At the Xen Project Developer and Design Summit, AMD engineers revealed their VirtIO GPU and passthrough GPU support interests for Xen. Their interest is around automotive infotainment systems. AMD Ryzen SoCs are already used within cars like the Tesla S for infotainment systems and there are even more opportunities for AMD within automobiles since their acquisition of Xilinx that their IP can be used for LIDAR/radar purposes, camera monitoring, etc.
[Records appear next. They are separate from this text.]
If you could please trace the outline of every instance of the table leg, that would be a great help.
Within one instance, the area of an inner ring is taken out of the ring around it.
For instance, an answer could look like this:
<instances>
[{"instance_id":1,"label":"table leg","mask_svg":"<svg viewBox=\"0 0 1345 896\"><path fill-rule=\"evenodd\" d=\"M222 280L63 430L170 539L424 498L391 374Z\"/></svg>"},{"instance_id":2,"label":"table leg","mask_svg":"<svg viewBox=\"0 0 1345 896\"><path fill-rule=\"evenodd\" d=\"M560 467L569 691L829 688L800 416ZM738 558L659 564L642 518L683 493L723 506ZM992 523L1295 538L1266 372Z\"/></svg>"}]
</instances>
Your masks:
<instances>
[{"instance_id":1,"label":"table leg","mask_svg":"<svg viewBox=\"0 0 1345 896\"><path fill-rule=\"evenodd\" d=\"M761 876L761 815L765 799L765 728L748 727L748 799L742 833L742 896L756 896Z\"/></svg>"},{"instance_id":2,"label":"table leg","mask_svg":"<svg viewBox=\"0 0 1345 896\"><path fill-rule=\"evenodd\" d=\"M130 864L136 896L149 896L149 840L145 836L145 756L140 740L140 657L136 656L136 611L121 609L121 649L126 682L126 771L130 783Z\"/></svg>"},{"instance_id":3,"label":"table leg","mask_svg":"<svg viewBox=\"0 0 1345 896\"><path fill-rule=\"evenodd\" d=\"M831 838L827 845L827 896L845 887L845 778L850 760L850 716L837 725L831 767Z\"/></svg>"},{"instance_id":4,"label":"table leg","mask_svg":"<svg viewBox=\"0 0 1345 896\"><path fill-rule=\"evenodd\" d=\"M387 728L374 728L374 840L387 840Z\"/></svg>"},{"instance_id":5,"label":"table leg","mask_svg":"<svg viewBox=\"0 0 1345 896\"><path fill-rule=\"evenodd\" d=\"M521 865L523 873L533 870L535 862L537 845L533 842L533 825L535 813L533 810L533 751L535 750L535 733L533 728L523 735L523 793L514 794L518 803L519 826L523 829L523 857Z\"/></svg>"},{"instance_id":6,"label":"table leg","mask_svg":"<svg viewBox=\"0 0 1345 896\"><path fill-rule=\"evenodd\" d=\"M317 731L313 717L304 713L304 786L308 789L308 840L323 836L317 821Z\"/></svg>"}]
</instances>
AMD's automotive infotainment approach is for multiple VMs running within the car for compartmentalizing the workloads. Thus Xen-based GPU virtualization is being pursued. But they've been dealing with issues such as no VirtIO GPU support currently within Xen, lack of Vulkan focus under Xen, and other current limitations that their engineers are working to overcome with the Xen and Linux graphics communities.


Via this slide deck (PDF) some of the AMD Xen GPU plans are laid out, beyond the patches already published that I've been covering on Phoronix in recent months.


Interestingly for their Vulkan support they are making use of the Mesa RADV driver that has been the unofficial AMD open-source Vulkan driver compared to AMD's official AMDVLK driver that is less popular with enthusiasts/gamers.


AMD is also working on bringing ROCm to automobiles with an OpenCL focus.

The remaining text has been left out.